Ronhill, Wolverine, Amer Sports, Umbro, Fila, Diadora, Mizuno and Sports Direct (Muddyfox, Slazenger, USA Pro) either failed to produce an environmental report or hadn’t demonstrated a reasonable understanding of their key environmental impacts.
New Balance, adidas and Nike all received a middle rating for Environmental Reporting, as they had demonstrated a reasonable understanding of their environmental impacts and had environmental targets. However, their reports were not independently verified.
ASICS also received a middle rating for having its report independently verified and having dated targets, but it failed to get a best rating as it did not demonstrate a reasonable understanding of its key environmental impacts.
The following brands scored best for Environmental Reporting, all had a turnover of less than £8 million and provided either a social or environmental alternative: Yew, Gossypium, Earth Couture, Paramo and Howies.
The use of nanotechnology
For the environmentally conscious athlete, the issue of nanotechnology is particularly troublesome.

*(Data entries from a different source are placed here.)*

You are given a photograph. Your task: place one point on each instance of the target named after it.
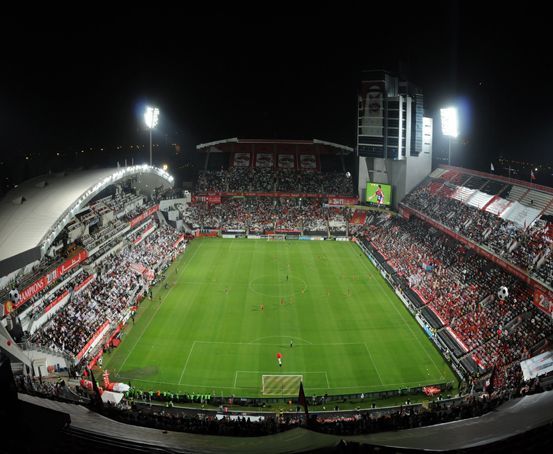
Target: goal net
(277, 385)
(276, 237)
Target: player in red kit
(379, 196)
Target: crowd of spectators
(529, 247)
(266, 214)
(461, 288)
(212, 422)
(250, 179)
(108, 296)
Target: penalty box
(281, 384)
(229, 364)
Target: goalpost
(280, 385)
(276, 237)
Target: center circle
(277, 286)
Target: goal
(281, 385)
(276, 237)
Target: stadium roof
(33, 214)
(212, 146)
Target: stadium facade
(394, 138)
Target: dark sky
(68, 84)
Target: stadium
(302, 295)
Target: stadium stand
(121, 242)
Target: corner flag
(302, 400)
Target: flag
(488, 386)
(302, 400)
(97, 396)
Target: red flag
(302, 400)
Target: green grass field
(234, 304)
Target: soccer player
(379, 196)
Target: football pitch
(231, 306)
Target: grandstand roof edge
(278, 141)
(491, 176)
(46, 210)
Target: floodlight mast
(151, 116)
(450, 127)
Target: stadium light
(151, 116)
(450, 126)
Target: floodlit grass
(234, 304)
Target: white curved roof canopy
(33, 214)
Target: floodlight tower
(450, 126)
(151, 116)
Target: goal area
(280, 385)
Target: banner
(286, 161)
(264, 160)
(537, 366)
(241, 159)
(144, 215)
(180, 239)
(308, 162)
(94, 339)
(543, 300)
(56, 301)
(52, 276)
(288, 195)
(342, 201)
(211, 199)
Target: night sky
(73, 85)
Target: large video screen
(379, 194)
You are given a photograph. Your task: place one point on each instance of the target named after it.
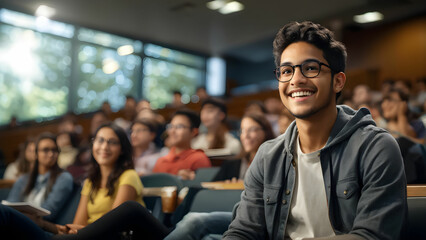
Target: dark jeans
(18, 226)
(129, 216)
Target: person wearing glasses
(333, 174)
(182, 160)
(217, 139)
(111, 180)
(145, 151)
(46, 185)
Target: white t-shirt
(308, 215)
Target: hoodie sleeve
(61, 191)
(382, 206)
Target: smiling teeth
(301, 94)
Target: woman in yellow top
(112, 179)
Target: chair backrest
(206, 174)
(67, 213)
(161, 180)
(416, 217)
(208, 200)
(4, 192)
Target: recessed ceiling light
(125, 50)
(231, 7)
(216, 4)
(368, 17)
(225, 6)
(45, 11)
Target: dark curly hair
(333, 51)
(124, 162)
(55, 170)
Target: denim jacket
(54, 201)
(363, 176)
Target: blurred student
(111, 180)
(68, 145)
(145, 152)
(24, 163)
(182, 160)
(213, 116)
(47, 185)
(255, 129)
(399, 118)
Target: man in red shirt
(182, 160)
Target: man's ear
(194, 132)
(339, 82)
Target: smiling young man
(333, 174)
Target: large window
(170, 71)
(34, 71)
(48, 68)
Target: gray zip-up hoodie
(363, 175)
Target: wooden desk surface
(416, 190)
(6, 183)
(223, 185)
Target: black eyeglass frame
(277, 70)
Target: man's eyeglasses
(177, 126)
(309, 69)
(47, 150)
(101, 140)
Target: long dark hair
(54, 171)
(123, 162)
(23, 163)
(264, 124)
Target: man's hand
(61, 229)
(73, 228)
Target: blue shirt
(56, 198)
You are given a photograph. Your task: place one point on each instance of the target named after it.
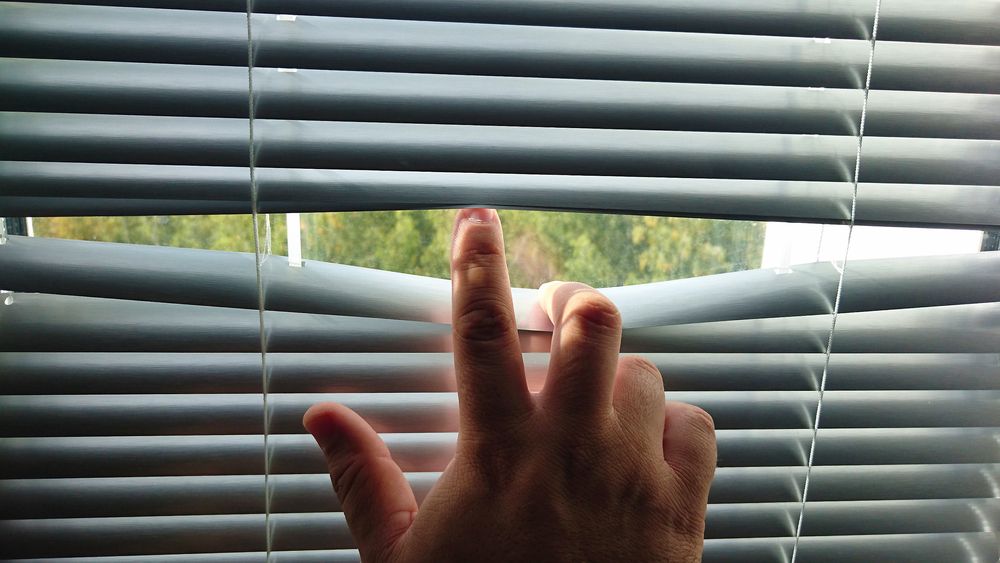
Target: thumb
(376, 499)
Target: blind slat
(218, 91)
(236, 494)
(127, 456)
(968, 21)
(112, 325)
(474, 148)
(33, 373)
(173, 534)
(72, 188)
(200, 37)
(228, 279)
(97, 415)
(915, 548)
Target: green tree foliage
(602, 250)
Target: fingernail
(477, 215)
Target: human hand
(596, 467)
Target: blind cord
(840, 285)
(258, 259)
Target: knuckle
(644, 371)
(484, 320)
(701, 422)
(345, 476)
(595, 312)
(482, 256)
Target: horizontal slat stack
(131, 414)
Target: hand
(596, 467)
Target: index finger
(491, 386)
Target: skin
(595, 467)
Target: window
(167, 324)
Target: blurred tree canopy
(603, 250)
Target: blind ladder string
(268, 532)
(840, 284)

Nanotechnology is a subject of concern for environmental and health campaigners due to the release of nanoscale particles without full knowledge of the effects of many chemicals at nanoscale on the human body, animals and the environment.
The following companies were therefore marked down under Pollution and Toxics as they were found to be selling clothing that used nanotechnology: Nike, Sports Direct and Hi-Tec.

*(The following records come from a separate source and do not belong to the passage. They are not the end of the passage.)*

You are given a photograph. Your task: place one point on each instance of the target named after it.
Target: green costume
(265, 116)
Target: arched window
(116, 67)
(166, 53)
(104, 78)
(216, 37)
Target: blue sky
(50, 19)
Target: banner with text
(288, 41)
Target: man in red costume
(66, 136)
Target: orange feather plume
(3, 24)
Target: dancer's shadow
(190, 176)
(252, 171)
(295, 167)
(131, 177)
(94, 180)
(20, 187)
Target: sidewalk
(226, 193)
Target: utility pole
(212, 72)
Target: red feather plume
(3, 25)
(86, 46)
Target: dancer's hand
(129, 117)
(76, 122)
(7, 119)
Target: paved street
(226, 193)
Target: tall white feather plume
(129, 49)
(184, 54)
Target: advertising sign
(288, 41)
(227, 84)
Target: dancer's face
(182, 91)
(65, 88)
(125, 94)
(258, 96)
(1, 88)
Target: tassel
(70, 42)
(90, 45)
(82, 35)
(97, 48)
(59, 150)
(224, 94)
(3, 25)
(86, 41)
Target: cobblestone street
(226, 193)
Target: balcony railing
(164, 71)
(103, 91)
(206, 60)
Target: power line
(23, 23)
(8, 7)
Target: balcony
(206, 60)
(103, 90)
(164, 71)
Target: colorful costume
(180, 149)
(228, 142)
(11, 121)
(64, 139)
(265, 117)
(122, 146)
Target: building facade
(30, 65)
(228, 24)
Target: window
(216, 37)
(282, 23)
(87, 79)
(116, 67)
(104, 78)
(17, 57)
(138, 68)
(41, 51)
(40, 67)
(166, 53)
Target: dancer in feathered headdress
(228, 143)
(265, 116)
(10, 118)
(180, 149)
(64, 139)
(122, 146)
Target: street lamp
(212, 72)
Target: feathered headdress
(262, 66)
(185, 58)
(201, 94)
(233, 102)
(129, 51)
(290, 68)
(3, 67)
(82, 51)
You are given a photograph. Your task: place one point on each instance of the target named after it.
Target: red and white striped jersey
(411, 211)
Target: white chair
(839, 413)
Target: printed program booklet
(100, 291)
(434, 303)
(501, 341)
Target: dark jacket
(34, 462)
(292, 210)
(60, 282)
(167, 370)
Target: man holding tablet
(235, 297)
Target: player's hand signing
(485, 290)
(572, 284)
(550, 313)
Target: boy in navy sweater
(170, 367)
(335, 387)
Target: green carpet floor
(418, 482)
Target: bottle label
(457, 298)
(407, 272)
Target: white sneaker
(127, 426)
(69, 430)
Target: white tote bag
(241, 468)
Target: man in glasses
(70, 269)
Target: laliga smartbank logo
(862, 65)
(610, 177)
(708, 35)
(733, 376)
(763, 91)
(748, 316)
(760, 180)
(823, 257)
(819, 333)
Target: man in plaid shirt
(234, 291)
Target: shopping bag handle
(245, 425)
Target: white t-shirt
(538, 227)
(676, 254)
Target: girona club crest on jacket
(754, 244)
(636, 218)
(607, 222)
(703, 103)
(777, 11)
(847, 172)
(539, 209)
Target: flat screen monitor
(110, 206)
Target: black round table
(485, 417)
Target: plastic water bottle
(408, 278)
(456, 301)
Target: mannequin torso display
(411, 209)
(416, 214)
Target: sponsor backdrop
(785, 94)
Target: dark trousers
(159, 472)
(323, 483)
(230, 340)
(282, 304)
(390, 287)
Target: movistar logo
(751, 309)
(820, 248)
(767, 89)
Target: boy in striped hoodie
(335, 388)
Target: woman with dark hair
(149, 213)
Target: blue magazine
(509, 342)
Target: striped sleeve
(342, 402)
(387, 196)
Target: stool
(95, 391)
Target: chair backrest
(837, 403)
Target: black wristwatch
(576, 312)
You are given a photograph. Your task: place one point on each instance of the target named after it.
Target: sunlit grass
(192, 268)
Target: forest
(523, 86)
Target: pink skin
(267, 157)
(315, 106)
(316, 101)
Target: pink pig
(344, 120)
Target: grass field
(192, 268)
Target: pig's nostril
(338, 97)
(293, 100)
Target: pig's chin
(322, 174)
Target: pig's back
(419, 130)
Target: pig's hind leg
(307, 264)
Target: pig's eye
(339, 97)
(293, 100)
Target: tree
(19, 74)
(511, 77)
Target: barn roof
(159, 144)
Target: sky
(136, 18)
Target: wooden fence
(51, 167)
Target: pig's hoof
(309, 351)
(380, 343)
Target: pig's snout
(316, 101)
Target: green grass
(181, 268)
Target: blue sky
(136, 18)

Issues with cotton sourced from Uzbekistan
Cotton sourcing is a hot topic in the clothing sector, due to the workers’ rights issues associated with its production, particularly in Uzbekistan, as well as the prevalence of GM cotton and the wide-spread use of toxic pesticides.
According to the Anti-Slavery international (ASI) website, Uzbekistan is the fourth largest exporter of cotton in the world, and every year the government forcibly mobilises over one million citizens to grow and harvest cotton. ASI also say that Europe is the biggest single destination for Uzbek cotton. Companies that do not have a system in place to ensure that their cotton is not sourced from Uzbekistan lose half a mark under the Workers’ Rights category.
Cotton is said to cover 2.5% of the world’s cultivated land and yet uses 16% of the world’s insecticides, more than any other major crop. As a result, companies that do not source 100% organic cotton lose half a mark under the Pollution and Toxics category.
You can read more about Uzbek cotton in feature on cotton production.
Issues with cotton sourced from Xinjiang, China.
The End Uyghur Forced Labour (EUFL) says that there is evidence of the Chinese government using “forced labour as a means of social control” for Uyghur Muslims throughout the cotton-producing Uyghur region of Xinjiang.
Brands are being urged to cut ties with the Xinjiang Uyghur Region of China as a result. Find out more in our feature on Uyghur Muslims.
We’ve rated all the companies on their toxic chemicals policies, using our own rating system, because of the number of hazardous chemicals, such as PFCs, PVC, dyes and adhesives, used in the clothing and footwear industries.
A strong policy on toxics would include:
- a priority list of hazardous chemicals (HC's)
- a set of clear targets to remove discharge of all HC's (with dates)
- a requirement that suppliers disclose data on release of HC's
- publicly disclosed data on the HC's used and progress towards removing them
- a discussion of alternatives to current HC's used (ie. not reducing their use, but replacing them)
Only six of the companies on the table above received a best rating in this category (sign in and click the "more detail" button on the table to see how each company scored)
Greenpeace Detox Campaign
Three companies featured in our guides – adidas, Puma and Nike – were also ranked by Greenpeace but none of these companies were considered to be ‘Detox leaders’ and didn't score top marks.